Alydar is the best horse in the history of thoroughbred racing never to have won a championship.
Alydar was born at Calumet Farm—producer of eleven Hall of Fame horses as well as eight Kentucky Derby winners—on this date in 1975. Originally established by William Wright, founder of the Calumet Baking Powder Company, Calumet Farm is in Lexington, Kentucky, in the heart of the well-known Bluegrass horse breeding region, Alydar’ grandsire [grandfather] was Native Dancer, who won 21 of 22 career races and was one of the most celebrated thoroughbreds in history. His damsire [grandmother] was On-and-On, who produced Forward Pass, winner of the 1968 Kentucky Derby and Preakness. Alydar, trained by John Veitch, was part of the greatest rivalry in horse racing history, going head-to-head with Affirmed— ranked #12 in the Blood-Horse magazine ranking of the top 100 throughbred champions of the 20th Century—ten times.
Alydar and Affirmed met for the first time as two-year-olds in June 1977 at the Youthful at Belmont Park. It was Alydar’s first race, and he finished fifth—the lowest finish in 26 career starts—while Affirmed captured first. They faced each other five more times that season, with Alydar winning twice and ending his two-year -old season with five wins and four seconds in ten starts. Affirmed, whose bloodlines include 1937 Triple Crown winner War Admiral, won seven of the nine races he entered and was named American Champion Two-Year-Old Colt for 1977. Alydar prepped for the 1978 Kentucky Derby in Florida, winning three times, including the Blue Grass Stakes by a whopping 13 lengths. Affirmed, who was bred in Florida, took the California route, also winning three times.
On the first Saturday in May 1978, Alydar was a 6-5 favorite at the Kentucky Derby. Affirmed, ridden by Steve Cauthen, who had just turned 18, broke early and was never worse than third before taking the lead in the stretch. Jockey Jorge Velasquez rallied Alydar from ninth place to chase Affirmed down before falling a length-and-a-half short. Two weeks later, they met at the Preakness, where Affirmed took the lead at the quarter pole and stayed there, while Alydar rallied from sixth to lose by a neck. Affirmed was a speed horse, while Alydar had a stalking style, which many believed gave him the advantage over the longer distance at Belmont. Only three rivals showed up to challenge the pair in the third and final race for the 1978 Triple Crown and it became a match race from the start.
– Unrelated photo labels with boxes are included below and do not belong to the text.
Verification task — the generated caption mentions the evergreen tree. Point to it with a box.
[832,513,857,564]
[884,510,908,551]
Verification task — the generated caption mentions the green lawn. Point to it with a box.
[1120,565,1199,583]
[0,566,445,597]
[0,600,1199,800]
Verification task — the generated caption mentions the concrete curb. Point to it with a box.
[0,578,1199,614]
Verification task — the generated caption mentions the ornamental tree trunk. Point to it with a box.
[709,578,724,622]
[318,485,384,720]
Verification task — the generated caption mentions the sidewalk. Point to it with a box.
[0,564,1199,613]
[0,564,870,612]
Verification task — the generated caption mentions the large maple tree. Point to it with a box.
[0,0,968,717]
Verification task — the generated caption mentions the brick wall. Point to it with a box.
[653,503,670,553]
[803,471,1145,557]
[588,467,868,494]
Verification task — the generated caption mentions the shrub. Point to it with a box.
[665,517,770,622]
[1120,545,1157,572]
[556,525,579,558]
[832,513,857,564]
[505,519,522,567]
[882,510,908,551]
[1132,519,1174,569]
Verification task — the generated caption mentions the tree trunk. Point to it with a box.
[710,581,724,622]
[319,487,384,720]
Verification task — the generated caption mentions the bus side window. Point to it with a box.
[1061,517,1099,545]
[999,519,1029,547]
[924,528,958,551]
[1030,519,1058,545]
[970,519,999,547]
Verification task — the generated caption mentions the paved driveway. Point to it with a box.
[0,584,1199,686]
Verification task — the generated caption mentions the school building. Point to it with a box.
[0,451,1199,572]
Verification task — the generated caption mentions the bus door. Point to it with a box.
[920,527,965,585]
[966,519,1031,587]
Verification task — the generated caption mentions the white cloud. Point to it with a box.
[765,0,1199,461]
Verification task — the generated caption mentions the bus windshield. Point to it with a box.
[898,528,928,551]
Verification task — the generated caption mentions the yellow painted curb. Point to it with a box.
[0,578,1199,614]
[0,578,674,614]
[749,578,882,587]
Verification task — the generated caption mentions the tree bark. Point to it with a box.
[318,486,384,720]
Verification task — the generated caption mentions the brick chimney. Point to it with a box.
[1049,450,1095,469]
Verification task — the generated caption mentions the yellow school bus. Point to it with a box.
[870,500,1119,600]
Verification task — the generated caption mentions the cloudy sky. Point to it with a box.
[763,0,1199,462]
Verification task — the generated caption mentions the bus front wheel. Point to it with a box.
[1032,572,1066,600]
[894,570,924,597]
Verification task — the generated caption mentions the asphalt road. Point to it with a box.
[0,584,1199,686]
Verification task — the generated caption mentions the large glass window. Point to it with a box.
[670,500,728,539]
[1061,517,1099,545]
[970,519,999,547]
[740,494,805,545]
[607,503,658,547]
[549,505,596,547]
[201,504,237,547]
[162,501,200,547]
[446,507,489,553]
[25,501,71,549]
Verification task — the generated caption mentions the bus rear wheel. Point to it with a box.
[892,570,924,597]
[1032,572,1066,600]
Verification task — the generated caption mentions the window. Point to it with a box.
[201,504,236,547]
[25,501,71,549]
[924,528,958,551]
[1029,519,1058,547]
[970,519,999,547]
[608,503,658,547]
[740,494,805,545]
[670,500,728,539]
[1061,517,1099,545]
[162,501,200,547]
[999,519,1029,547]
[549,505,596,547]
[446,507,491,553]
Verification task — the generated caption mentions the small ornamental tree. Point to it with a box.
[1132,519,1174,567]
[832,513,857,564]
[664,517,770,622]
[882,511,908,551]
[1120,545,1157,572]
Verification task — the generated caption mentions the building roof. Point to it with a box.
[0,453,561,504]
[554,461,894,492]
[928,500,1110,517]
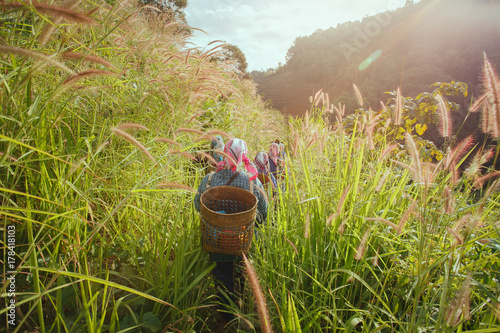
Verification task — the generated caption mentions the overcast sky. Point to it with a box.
[184,0,417,72]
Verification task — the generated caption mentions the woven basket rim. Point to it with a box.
[200,186,258,217]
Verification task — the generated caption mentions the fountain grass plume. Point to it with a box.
[394,87,403,126]
[445,272,472,327]
[352,84,365,107]
[64,69,116,84]
[168,149,197,161]
[155,138,182,147]
[243,254,273,333]
[396,201,417,235]
[326,184,351,226]
[482,54,500,138]
[156,182,197,193]
[435,94,453,138]
[354,228,371,260]
[0,1,96,24]
[61,51,115,68]
[111,128,156,163]
[0,45,76,75]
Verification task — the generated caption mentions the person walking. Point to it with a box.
[194,138,268,323]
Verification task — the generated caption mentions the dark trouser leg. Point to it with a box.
[212,261,234,322]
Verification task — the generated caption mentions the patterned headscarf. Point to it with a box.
[269,142,280,164]
[211,134,224,150]
[217,139,258,180]
[255,151,269,174]
[210,135,224,163]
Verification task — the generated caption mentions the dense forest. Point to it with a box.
[252,0,500,143]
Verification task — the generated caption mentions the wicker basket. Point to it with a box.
[200,186,257,255]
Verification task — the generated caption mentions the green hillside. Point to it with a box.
[253,0,500,136]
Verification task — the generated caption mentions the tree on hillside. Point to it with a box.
[139,0,188,25]
[217,44,250,78]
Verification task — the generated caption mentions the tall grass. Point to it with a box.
[0,1,500,332]
[0,1,280,332]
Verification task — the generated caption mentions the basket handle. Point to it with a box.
[226,171,240,186]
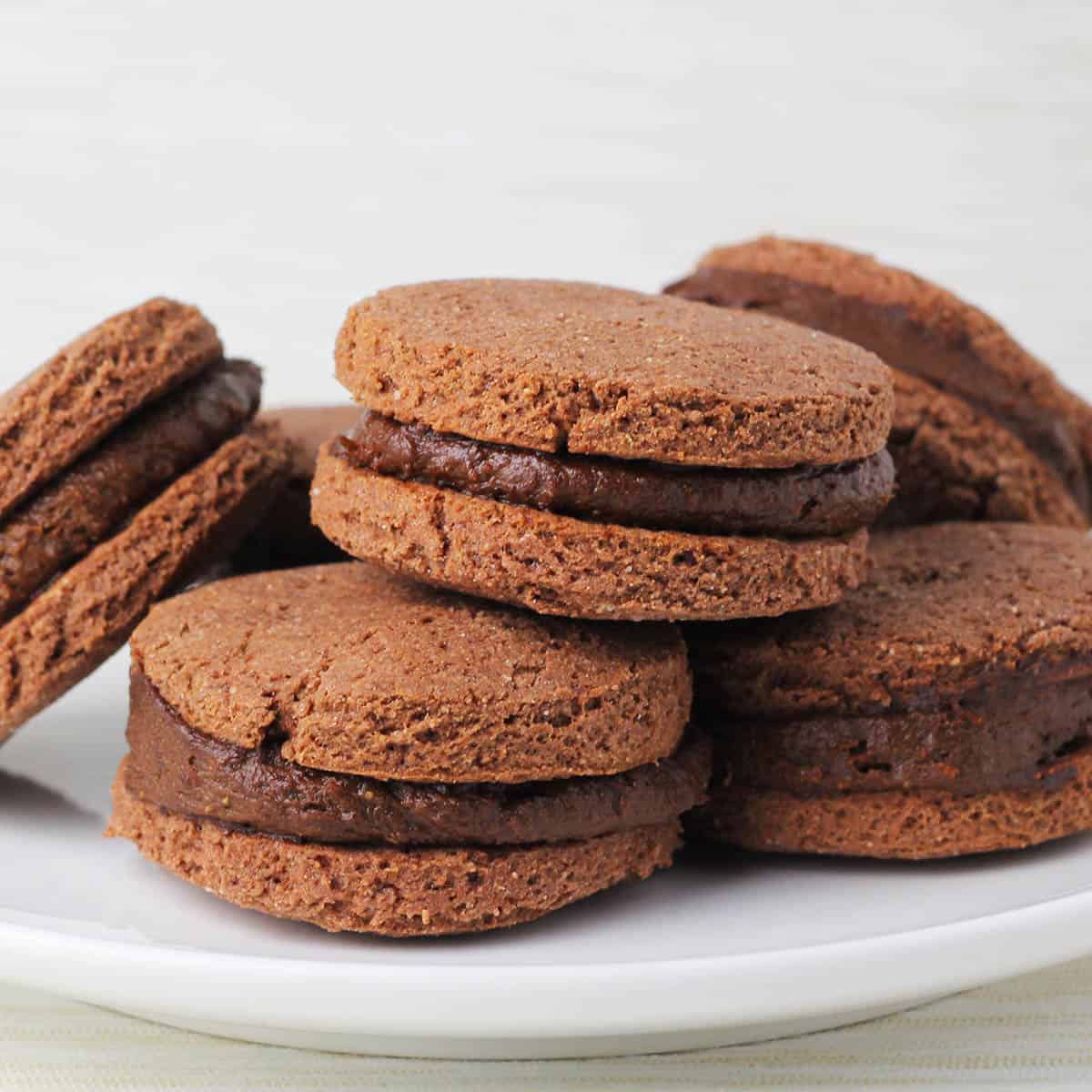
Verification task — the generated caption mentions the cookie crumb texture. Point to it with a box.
[131,562,690,783]
[879,371,1087,529]
[335,280,894,468]
[311,444,867,622]
[665,236,1092,515]
[107,774,681,937]
[0,426,288,741]
[0,299,223,517]
[687,523,1092,719]
[688,747,1092,861]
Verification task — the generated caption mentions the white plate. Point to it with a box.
[0,655,1092,1058]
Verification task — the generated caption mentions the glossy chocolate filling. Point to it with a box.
[0,360,261,622]
[339,410,895,537]
[126,667,711,846]
[667,266,1092,512]
[701,665,1092,796]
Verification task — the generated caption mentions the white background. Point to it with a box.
[0,0,1092,404]
[0,0,1092,1088]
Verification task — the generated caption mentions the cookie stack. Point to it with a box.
[110,280,894,935]
[667,238,1092,859]
[102,259,1092,937]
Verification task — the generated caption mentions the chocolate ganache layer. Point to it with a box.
[125,668,711,846]
[0,360,262,622]
[339,410,895,537]
[703,665,1092,796]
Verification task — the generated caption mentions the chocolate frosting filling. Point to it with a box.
[667,266,1092,512]
[0,360,261,622]
[703,665,1092,796]
[339,410,895,537]
[126,667,711,846]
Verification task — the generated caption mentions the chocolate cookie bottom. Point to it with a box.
[125,668,711,846]
[311,444,867,622]
[106,777,681,937]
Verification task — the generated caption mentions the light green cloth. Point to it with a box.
[0,959,1092,1092]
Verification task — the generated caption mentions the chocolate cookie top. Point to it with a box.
[667,236,1092,511]
[0,299,223,517]
[126,671,712,846]
[687,523,1092,720]
[132,563,690,782]
[337,280,894,468]
[0,360,262,623]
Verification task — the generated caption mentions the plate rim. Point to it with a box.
[0,886,1092,1041]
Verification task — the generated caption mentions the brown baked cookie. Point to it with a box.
[0,299,224,518]
[233,405,360,572]
[109,563,711,935]
[311,280,894,619]
[687,523,1092,858]
[0,300,288,741]
[665,236,1092,526]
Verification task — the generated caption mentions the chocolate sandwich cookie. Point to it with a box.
[0,299,288,741]
[666,236,1092,528]
[108,562,711,935]
[312,280,894,619]
[233,406,360,572]
[687,523,1092,859]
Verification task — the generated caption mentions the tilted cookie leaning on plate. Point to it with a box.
[0,299,288,741]
[109,562,710,935]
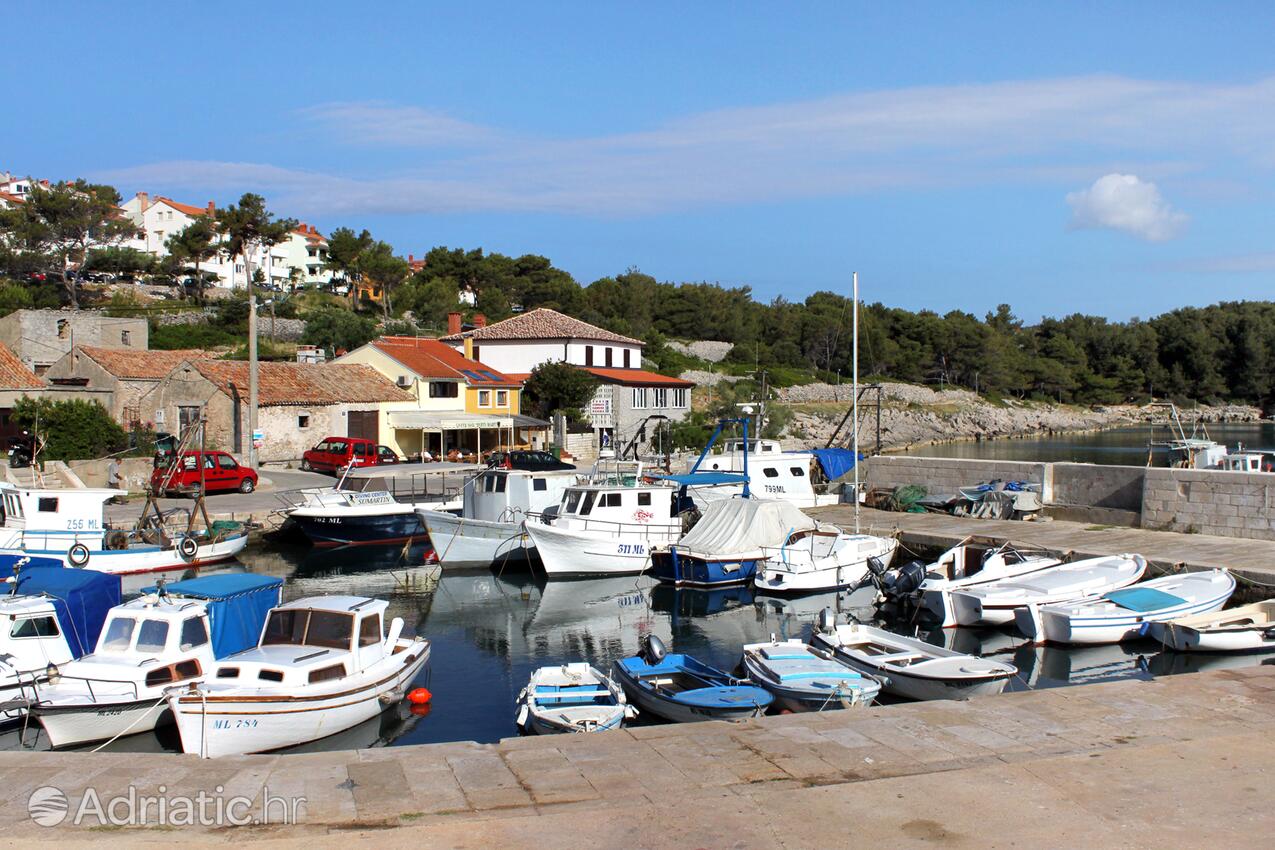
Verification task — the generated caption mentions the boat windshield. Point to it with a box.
[261,608,354,649]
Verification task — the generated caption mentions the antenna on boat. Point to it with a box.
[842,271,859,534]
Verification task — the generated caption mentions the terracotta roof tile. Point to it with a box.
[372,336,521,387]
[0,343,45,390]
[442,307,644,345]
[75,345,209,381]
[191,361,413,407]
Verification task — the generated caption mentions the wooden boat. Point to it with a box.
[167,596,430,758]
[743,637,881,711]
[518,661,638,735]
[1014,570,1235,644]
[615,635,774,723]
[811,609,1019,700]
[947,554,1146,626]
[1149,599,1275,652]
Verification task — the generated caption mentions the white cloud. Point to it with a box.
[1067,175,1190,242]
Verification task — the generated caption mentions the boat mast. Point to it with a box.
[850,271,859,534]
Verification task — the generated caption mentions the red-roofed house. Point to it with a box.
[335,336,548,456]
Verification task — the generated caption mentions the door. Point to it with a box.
[346,410,381,443]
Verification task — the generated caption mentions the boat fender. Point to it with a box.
[66,543,88,567]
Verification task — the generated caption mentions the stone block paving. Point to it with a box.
[9,666,1275,846]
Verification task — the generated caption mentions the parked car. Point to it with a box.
[301,437,380,473]
[487,451,575,472]
[150,451,256,494]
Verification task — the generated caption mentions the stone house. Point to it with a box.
[45,345,208,428]
[0,310,150,376]
[140,359,414,461]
Alydar led by a head at the top of the stretch and both horses were head to head over the final seven furlongs before Affirmed won a head. They ran the fastest closing mile in Belmont history, finished 13 lengths ahead of their nearest challenger and posted the second-best time in the history of the Belmont Stakes, behind only Secretariat in 1973. Affirmed became the eleventh Triple Crown winner in thoroughbred racing history while Alydar became the first horse ever to finish second in all three races–by a combined total of less than two lengths.
In his career, Alydar ran in 18 major races, won ten, and finished second in seven others. He lost to Affirmed seven times, but beat him in their final race—the 1978 Travers Stakes—one month after their epic showdown at the Belmont, which is considered one of the most exciting races in history. Affirmed went on to a quiet post-racing life, while Alydar to Calumet Farms, earning an unprecedented stud fee of $250,000. He was incredibly successful, as his offspring won purses totaling more than $ 60 million. Alydar sired 1987 Kentucky Derby and Preakness winner Alysheba as well as Easy Goer, winner of the 1998 Eclipse Award for Two Year Old Colt of the Year along with the 1989 Belmont. In late 1990, Calumet owner J.T. Lundy and his farm were in deep debt. On November 13, with the stable facing foreclosure and insurance about to lapse, Alydar’s night watchman was given the night off. The chestnut stallion allegedly shattered his hind leg kicking a door in his stall. After emergency surgery was unsuccessful, he was euthanized by lethal injection the morning of November 15. An investigation revealed fraud, planted evidence and expert testimony proving that it would take three times the force of a race horse’s kicking ability to cause the damage found in the stall. Alydar was insured for $ 36.5 million. Both Lundy and the farm’s attorney were convicted and served time in prison for their involvement in Alydar’s death.
Alydar won nearly one million dollars during his two-year racing career. Blood Horse ranked him # 27 on the list of top 100 thoroughbred champions of the 20th Century and he was inducted into the National Museum of Racing and Hall of Fame in 1989. Affirmed was ranked #12 on the Blood Horse list, entered the Hall of Fame in 1980, and died in 2011. Affirmed was the last horse to win racing’s Triple Crown before American Pharoah equaled that feat 37 years later, in 2015.